Nem sempre a inovação surge com um racional de geração de receita ou redução de custo. Em certos casos, o objetivo poderá ser o de comunicar confiança ao consumidor.

Na última semana de janeiro, a Tesla lançou um produto no mercado Chinês que poderá acelerar a aceitação dos veículos autónomos, através da maior perceção de segurança dos consumidores.A autonomia é um dos principais atributos da mobilidade do futuro, potenciada pelos recentes avanços da mobilidade elétrica. Tendo ultrapassado a fase de demonstração de conceito, encontra-se agora na importante etapa de demonstração de segurança. No entanto, os stakeholders do ecossistema automóvel e adjacentes têm já procurado antecipar oportunidades de monetização que irão surgir com a maior adoção.

Naturalmente que, não sendo necessário um papel tão ativo do condutor, o tempo passado no veículo poderá ser monetizado (por empresas de media, educação, entretimento, entre outras), por exemplo, com marketing personalizado, anúncios interativos, permitindo pagamentos e compras, entre outras.

Uma decisão recente da Tesla é um caso de estudo paradigmático desta realidade futura.

A construtora automóvel lançou um microfone que se conecta ao sistema áudio dos veículos, e permite ao condutor e passageiros participarem em sessões de karaoke a bordo. O produto foi lançado no mercado Chinês e esgotou em menos de uma hora.

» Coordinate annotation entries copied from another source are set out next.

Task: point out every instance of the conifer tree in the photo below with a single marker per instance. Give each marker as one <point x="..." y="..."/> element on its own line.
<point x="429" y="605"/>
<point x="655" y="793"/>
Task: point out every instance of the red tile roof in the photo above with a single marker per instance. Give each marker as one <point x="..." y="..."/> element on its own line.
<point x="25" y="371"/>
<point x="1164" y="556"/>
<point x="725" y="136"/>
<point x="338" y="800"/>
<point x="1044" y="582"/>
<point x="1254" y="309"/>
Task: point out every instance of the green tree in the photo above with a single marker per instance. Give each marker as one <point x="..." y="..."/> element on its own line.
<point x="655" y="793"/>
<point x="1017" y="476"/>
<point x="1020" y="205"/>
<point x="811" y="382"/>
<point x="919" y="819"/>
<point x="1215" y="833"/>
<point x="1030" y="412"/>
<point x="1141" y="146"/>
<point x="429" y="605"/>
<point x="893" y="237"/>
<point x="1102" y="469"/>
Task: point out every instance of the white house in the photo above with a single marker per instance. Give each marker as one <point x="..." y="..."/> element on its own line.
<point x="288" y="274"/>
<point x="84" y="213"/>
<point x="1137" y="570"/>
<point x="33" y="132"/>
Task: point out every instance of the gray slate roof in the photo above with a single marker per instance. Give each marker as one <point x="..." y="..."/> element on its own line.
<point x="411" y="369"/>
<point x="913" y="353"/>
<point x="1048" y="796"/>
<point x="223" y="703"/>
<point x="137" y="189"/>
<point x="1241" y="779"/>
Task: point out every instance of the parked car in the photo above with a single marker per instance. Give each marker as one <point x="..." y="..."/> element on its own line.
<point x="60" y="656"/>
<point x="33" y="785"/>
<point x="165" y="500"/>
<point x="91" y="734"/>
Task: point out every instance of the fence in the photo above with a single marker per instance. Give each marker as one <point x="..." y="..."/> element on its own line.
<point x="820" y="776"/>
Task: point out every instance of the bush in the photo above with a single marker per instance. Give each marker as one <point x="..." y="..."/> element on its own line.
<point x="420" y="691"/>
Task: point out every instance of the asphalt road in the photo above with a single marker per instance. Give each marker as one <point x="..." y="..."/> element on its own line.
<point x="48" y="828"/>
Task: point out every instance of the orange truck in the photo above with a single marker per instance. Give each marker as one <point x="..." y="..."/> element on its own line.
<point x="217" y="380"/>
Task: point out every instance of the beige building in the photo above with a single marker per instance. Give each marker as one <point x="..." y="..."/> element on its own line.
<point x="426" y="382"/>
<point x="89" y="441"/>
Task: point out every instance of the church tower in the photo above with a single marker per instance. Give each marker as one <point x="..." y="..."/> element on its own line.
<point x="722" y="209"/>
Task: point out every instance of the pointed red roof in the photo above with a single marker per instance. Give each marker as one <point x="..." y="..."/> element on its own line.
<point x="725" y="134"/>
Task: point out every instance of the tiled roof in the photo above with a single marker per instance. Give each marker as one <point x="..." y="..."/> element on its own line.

Esta decisão estratégica poderá ter três leituras principais, que refletem um possível caminho a seguir pelas construtoras automóveis na promoção da adoção da tecnologia autónoma:

1. Ecossistema de lifestyle: o veículo será uma extensão da nossa casa enquanto local de trabalho e entretenimento. Os produtos complementares ao automóvel ajudam a criar um ecossistema abrangente que encapsula a experiência de utilização.

2. Fidelização: o ecossistema de produtos complementares poderá contribuir para a satisfação dos utilizadores (por exemplo, fornecendo opções de entretenimento a bordo e facilitando a execução de tarefas profissionais) e, consequentemente, para a sua fidelização.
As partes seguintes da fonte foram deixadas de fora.